It only got them more excited for the opportunity that presented itself with the trade that sent two-time All-Star closer Gregory Soto and utility infielder Kody Clemens to the Phillies for Vierling, Maton and Triple-A catcher Donny Sands.
“I would say it took me about half a day to come down from realizing what had happened, and then I got the chance to talk with [manager] A.J. Hinch and [president of baseball operations] Scott Harris, realized how good the opportunity was and just now really excited to get started,” Vierling said over the weekend on a video call with reporters.
Harris felt like he got the right value in return for Soto and Clemens, with three young hitters who have shown good plate discipline and could have more to unlock. With Vierling and Maton especially, the Tigers gained versatile position players who can play all over the field and young players who helped the Phillies’ postseason run last year.
That experience is valuable to a team like the Tigers, looking to turn the corner with their young talent.
“I think it just showed me what a team needs to be able to do to get to that point,” Maton said. “Being on those teams and watching everything go down and being part of it is a great experience for me and to share with people.”
Maton and Vierling talked with Hinch and Harris after the trade and learned they will have every opportunity to become everyday players for the Tigers in 2023. Because of their versatility, Hinch can plug them in around the field to maximize the lineup. Harris said both players will be factors in filling Detroit’s third-base opening, and both players are open to playing anywhere.
Vierling, an outfielder who also played first, second and third in the Majors, has all the tools to become a productive Major League bat. He hits the ball hard (he ranked in the 86th percentile among MLB players in average exit velocity), has a strong arm (80th percentile) and elite speed (97th percentile). Vierling’s 83 OPS+ was below league average in 325 at-bats for the Phillies last season, but the right-handed hitter batted .295 against lefty pitching.

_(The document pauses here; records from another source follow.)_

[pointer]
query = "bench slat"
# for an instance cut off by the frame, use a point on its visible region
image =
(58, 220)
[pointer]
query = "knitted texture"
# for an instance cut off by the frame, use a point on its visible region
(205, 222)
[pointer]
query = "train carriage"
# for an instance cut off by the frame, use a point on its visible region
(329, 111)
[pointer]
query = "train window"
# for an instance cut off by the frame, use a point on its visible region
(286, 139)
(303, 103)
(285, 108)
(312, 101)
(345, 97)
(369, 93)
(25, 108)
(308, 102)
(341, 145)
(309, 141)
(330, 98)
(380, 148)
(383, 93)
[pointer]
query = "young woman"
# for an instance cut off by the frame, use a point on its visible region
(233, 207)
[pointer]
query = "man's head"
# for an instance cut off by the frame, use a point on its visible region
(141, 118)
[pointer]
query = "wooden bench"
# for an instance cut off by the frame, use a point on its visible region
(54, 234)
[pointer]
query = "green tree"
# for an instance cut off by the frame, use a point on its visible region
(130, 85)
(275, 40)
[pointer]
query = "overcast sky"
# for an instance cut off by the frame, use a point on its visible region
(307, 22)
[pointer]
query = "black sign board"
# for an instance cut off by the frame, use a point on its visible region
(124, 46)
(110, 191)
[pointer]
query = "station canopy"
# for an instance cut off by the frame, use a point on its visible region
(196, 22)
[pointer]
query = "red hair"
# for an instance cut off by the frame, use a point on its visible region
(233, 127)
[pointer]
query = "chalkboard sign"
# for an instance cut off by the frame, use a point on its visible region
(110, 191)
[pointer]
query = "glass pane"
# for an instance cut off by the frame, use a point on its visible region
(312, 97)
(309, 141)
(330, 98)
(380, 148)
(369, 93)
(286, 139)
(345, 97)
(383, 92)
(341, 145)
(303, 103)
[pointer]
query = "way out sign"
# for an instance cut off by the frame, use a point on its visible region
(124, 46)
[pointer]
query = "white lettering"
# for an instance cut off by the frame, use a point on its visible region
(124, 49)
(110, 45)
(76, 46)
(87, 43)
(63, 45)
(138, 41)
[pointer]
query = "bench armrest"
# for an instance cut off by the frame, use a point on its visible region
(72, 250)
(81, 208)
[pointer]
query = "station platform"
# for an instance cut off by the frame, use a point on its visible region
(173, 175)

The Tigers’ job now is to unlock Vierling’s bat more so his defense and baserunning can shine.
“When COVID hit, I worked on getting more athletic in my swing, being able to be adjustable with all kinds of pitches,” Vierling said. “I was a little bit bent over, and I stood up a bit more and had a little bit more rhythm, I’d say. Really just worked on hitting more line drives, getting the ball in the air a little bit more, and most importantly, trying to get the ball more out front. It’s all about trying to get my contact point out and just being more athletic in my swing that seems to have helped me the past couple years.”
In Maton, the Tigers now have an up-the-middle infielder who can also play in the outfield and at third base. The 25-year-old had a 138 OPS+ in 34 games last season, and Detroit was impressed with the adjustments he made during the season last year.
“I started to [work] more in my legs and down through the ball, and I figured out some things working with the hitting coaches over there that I’ll carry on over here,” Maton said. “It’s helped me out a lot, and I hope the people here can help me out so I can continue to get better.
“My time with the Phillies has been, if someone got hurt, I’d be able to come in and play. And if I succeed or don’t succeed, I might not be there in a month if that guy gets back. I’m pumped to be able to, hopefully, get a shot with the Tigers and prove what I can do and stick somewhere.”
Sands, the third player in the field, was ranked as the Phillies’ No. 21 prospect and has been considered a bat-first catcher — although Harris raved about Sands’ defense after the trade. Detroit has been looking for catching depth behind Eric Haase and Jake Rogers, and if the club can unlock more with Sands’ bat, he also could help upgrade the Tigers’ offense.
Time will tell if these three players turn into the big league hitters Detroit needs. But acquiring the left-handed-hitting infielder in Maton, the right-handed outfielder in Vierling and the catching depth in Sands helps the Tigers’ roster picture come into focus as Harris pushed the Soto deal — a trade candidate he’s been having conversations about for months — over the finish line.
“I think it’s a compliment, especially to me, Nick and Donny,” Vierling said. “Being traded for a two-time All-Star is credit to all the hard work we’ve put in. It definitely makes you feel pretty good when you’re in a trade like that. I know we’re all excited.”